Now let's talk about another problem of accuracy metrics. We continue to familiarize ourselves with the tasks of banks, we have trained a model of credit scoring, with the help of which the bank makes a decision on granting a loan to a person.  
The model predicts to whom the loan should be granted (a good citizen and will pay correctly), and to whom it should not be granted (a person constantly misses payments on the loan).

In [1]:
import pandas as pd

clients = [0, 0, 0, 0, 0,
           1, 1, 1, 1, 1]
first_model_pred = [0, 0, 1, 1, 1,
                    1, 1, 1, 1, 1]
second_model_pred = [0, 0, 0, 0, 0,
                     1, 1, 0, 0, 0]


df = pd.DataFrame({
    'clients': clients,
    'first_model': first_model_pred,
    'second_model': second_model_pred
})

df

Unnamed: 0,clients,first_model,second_model
0,0,0,0
1,0,0,0
2,0,1,0
3,0,1,0
4,0,1,0
5,1,1,1
6,1,1,1
7,1,1,0
8,1,1,0
9,1,1,0


We have two models, let's test their work on 10 clients.   

0 will mark clients who will not repay the loan, and 1 - who will repay.
Predictions of the models are the same, 0 - the model predicts the non-repayment of the loan, so we do not give the loan, and 1 - the client will repay the loan, so we can be confident in him and give him the money.

In [2]:
df['first_model_right'] = df['clients'] == df['first_model']
df['second_model_right'] = df['clients'] == df['second_model']

df

Unnamed: 0,clients,first_model,second_model,first_model_right,second_model_right
0,0,0,0,True,True
1,0,0,0,True,True
2,0,1,0,False,True
3,0,1,0,False,True
4,0,1,0,False,True
5,1,1,1,True,True
6,1,1,1,True,True
7,1,1,0,True,False
8,1,1,0,True,False
9,1,1,0,True,False


In [3]:
print(f"Accuracy of the first model {df['first_model_right'].sum() / df.shape[0]}")
print(f"Accuracy of the second model {df['second_model_right'].sum() / df.shape[0]}")

Accuracy of the first model 0.7
Accuracy of the second model 0.7


This is because the accuracy metric only takes into account correct responses on all classes, so both models were equally good on this metric, because they both gave the same number of correct answers, 7 each, except that they had different errors.
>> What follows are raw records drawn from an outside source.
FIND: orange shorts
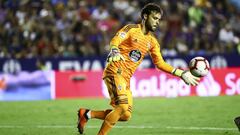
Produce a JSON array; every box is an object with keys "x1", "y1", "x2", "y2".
[{"x1": 103, "y1": 75, "x2": 133, "y2": 108}]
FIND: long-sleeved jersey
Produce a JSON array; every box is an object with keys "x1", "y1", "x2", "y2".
[{"x1": 103, "y1": 24, "x2": 174, "y2": 83}]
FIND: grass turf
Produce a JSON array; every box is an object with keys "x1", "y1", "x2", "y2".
[{"x1": 0, "y1": 95, "x2": 239, "y2": 135}]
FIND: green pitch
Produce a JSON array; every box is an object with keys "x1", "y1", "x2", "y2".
[{"x1": 0, "y1": 96, "x2": 240, "y2": 135}]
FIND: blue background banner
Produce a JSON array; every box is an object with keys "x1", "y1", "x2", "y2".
[{"x1": 0, "y1": 54, "x2": 239, "y2": 73}]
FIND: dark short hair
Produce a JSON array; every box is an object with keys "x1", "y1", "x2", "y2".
[{"x1": 141, "y1": 3, "x2": 163, "y2": 19}]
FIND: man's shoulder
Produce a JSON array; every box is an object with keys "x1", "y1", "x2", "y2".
[
  {"x1": 149, "y1": 32, "x2": 158, "y2": 41},
  {"x1": 149, "y1": 32, "x2": 160, "y2": 47},
  {"x1": 122, "y1": 24, "x2": 139, "y2": 32}
]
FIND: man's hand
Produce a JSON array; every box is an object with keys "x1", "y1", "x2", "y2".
[
  {"x1": 107, "y1": 46, "x2": 125, "y2": 64},
  {"x1": 181, "y1": 70, "x2": 200, "y2": 86}
]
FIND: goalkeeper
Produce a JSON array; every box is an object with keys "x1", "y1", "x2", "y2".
[{"x1": 77, "y1": 3, "x2": 200, "y2": 135}]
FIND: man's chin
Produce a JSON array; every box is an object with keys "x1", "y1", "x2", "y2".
[{"x1": 150, "y1": 28, "x2": 156, "y2": 32}]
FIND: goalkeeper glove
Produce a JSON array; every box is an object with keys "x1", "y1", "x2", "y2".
[
  {"x1": 107, "y1": 46, "x2": 125, "y2": 64},
  {"x1": 172, "y1": 69, "x2": 200, "y2": 86}
]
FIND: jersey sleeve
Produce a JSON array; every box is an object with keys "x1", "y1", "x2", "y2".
[
  {"x1": 149, "y1": 37, "x2": 174, "y2": 73},
  {"x1": 110, "y1": 25, "x2": 131, "y2": 48}
]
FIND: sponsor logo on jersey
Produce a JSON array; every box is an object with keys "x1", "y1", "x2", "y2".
[{"x1": 129, "y1": 50, "x2": 141, "y2": 62}]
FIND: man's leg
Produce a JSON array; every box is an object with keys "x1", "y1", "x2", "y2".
[
  {"x1": 77, "y1": 76, "x2": 132, "y2": 135},
  {"x1": 97, "y1": 76, "x2": 132, "y2": 135},
  {"x1": 89, "y1": 107, "x2": 132, "y2": 121},
  {"x1": 90, "y1": 109, "x2": 112, "y2": 120},
  {"x1": 77, "y1": 108, "x2": 131, "y2": 134},
  {"x1": 97, "y1": 104, "x2": 131, "y2": 135}
]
Let's find them.

First, let's look at the first model's errors:

In [4]:
df[~df['first_model_right']]

Unnamed: 0,clients,first_model,second_model,first_model_right,second_model_right
2,0,1,0,False,True
3,0,1,0,False,True
4,0,1,0,False,True


In [5]:
#and we will output only the true values and predictions of the first model
df[~df['first_model_right']][['clients', 'first_model']]
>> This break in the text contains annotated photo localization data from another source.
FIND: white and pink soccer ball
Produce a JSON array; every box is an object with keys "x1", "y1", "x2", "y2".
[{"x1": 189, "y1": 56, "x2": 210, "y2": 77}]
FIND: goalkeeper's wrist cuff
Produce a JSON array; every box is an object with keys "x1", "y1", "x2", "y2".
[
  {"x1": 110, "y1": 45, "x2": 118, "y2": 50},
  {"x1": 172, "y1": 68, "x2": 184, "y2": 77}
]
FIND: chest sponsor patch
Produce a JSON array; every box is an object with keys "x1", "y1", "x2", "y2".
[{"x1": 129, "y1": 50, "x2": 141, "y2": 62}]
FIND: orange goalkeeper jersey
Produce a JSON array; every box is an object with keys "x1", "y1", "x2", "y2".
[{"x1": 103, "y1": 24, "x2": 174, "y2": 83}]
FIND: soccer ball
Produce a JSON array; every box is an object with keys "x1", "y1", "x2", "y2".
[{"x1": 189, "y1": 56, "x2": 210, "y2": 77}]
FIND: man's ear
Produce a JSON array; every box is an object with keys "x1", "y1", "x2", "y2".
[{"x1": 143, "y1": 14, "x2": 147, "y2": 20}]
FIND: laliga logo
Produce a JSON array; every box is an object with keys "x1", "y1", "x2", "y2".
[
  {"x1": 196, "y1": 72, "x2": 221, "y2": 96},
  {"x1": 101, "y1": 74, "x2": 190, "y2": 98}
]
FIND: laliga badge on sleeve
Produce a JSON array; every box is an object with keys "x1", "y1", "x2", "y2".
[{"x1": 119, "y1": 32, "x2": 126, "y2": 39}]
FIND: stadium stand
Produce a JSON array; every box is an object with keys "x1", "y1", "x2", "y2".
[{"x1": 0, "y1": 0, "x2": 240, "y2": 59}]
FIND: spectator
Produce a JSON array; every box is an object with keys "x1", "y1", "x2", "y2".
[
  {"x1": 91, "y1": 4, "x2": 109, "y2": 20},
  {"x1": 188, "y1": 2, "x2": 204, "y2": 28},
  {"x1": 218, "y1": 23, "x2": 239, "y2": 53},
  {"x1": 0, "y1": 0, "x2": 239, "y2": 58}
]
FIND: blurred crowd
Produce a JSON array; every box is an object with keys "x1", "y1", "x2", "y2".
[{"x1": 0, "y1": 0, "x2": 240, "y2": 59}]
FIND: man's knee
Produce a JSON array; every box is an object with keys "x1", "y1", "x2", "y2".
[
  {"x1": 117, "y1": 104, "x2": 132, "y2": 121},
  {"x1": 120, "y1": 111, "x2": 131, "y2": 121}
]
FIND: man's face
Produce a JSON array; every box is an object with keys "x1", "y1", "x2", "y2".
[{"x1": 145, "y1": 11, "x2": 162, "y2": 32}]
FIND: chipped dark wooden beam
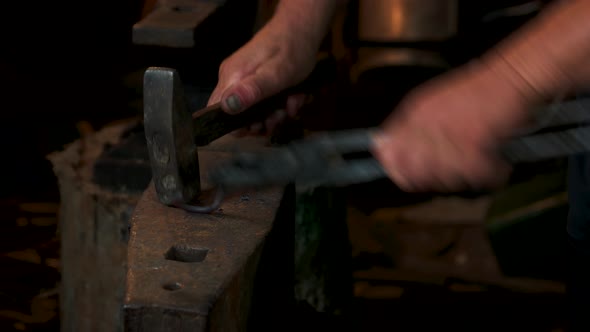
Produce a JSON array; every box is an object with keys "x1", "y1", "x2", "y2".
[{"x1": 133, "y1": 0, "x2": 226, "y2": 48}]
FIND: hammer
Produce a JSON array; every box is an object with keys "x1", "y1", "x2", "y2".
[{"x1": 143, "y1": 64, "x2": 332, "y2": 211}]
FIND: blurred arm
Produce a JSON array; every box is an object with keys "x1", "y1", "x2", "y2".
[
  {"x1": 484, "y1": 0, "x2": 590, "y2": 102},
  {"x1": 267, "y1": 0, "x2": 346, "y2": 50}
]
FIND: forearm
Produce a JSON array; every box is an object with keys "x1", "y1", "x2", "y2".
[
  {"x1": 484, "y1": 0, "x2": 590, "y2": 102},
  {"x1": 267, "y1": 0, "x2": 345, "y2": 51}
]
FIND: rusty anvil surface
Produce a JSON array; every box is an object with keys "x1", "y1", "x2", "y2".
[{"x1": 124, "y1": 138, "x2": 289, "y2": 332}]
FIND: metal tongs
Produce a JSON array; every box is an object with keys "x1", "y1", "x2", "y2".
[
  {"x1": 209, "y1": 128, "x2": 386, "y2": 192},
  {"x1": 201, "y1": 97, "x2": 590, "y2": 211}
]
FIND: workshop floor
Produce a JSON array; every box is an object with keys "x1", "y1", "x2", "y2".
[
  {"x1": 346, "y1": 204, "x2": 569, "y2": 332},
  {"x1": 0, "y1": 196, "x2": 61, "y2": 332}
]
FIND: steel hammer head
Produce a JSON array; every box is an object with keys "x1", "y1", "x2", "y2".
[{"x1": 144, "y1": 67, "x2": 200, "y2": 205}]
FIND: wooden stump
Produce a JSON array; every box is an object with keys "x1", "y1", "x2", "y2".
[{"x1": 48, "y1": 120, "x2": 148, "y2": 332}]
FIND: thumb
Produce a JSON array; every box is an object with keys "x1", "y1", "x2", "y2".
[
  {"x1": 219, "y1": 70, "x2": 292, "y2": 114},
  {"x1": 370, "y1": 130, "x2": 416, "y2": 192}
]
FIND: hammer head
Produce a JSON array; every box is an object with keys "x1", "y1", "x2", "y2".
[{"x1": 143, "y1": 67, "x2": 200, "y2": 205}]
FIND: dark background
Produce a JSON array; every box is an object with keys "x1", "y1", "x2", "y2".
[{"x1": 0, "y1": 1, "x2": 571, "y2": 331}]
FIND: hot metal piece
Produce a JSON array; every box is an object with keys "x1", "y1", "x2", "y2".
[{"x1": 173, "y1": 187, "x2": 224, "y2": 213}]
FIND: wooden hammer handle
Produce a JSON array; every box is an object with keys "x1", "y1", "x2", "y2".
[{"x1": 191, "y1": 56, "x2": 337, "y2": 146}]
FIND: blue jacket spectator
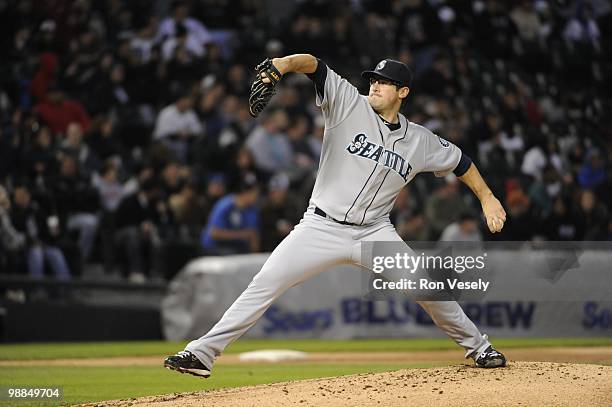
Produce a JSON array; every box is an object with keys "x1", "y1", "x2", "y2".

Unnamed: 0,clients,first_model
2,0,1
3,0,1
4,0,1


In these three errors, the first model mistakenly gave a loan to 3 people who had no plans to pay it back.
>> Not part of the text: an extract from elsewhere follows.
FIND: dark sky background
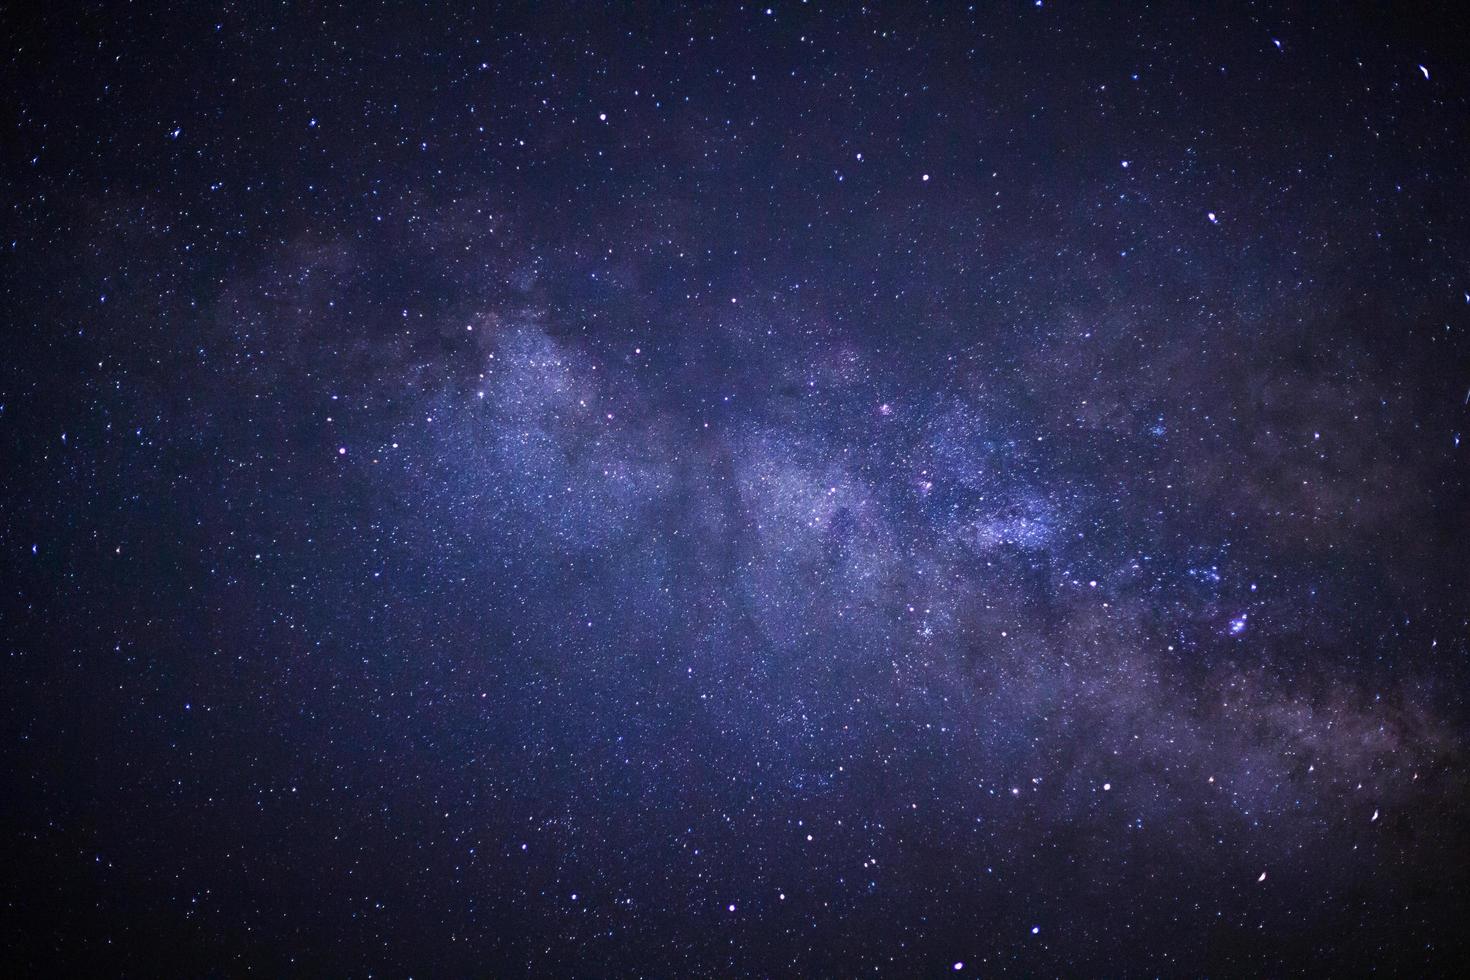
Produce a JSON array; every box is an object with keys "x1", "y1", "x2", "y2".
[{"x1": 4, "y1": 2, "x2": 1469, "y2": 975}]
Now it is the turn of the second model:

In [6]:
# sort by the error in the second_model_right column
df[~df['second_model_right']]

Unnamed: 0,clients,first_model,second_model,first_model_right,second_model_right
7,1,1,0,True,False
8,1,1,0,True,False
9,1,1,0,True,False


In [7]:
# derive only the true values and predictions by the second model
df[~df['second_model_right']][['clients', 'second_model']]

Unnamed: 0,clients,second_model
7,1,0
8,1,0
9,1,0


And here it's the other way around. The model did not approve loans to people who were able to pay everything correctly.

These are different errors that can affect our models and our decisions about the usefulness of trained algorithms in different ways.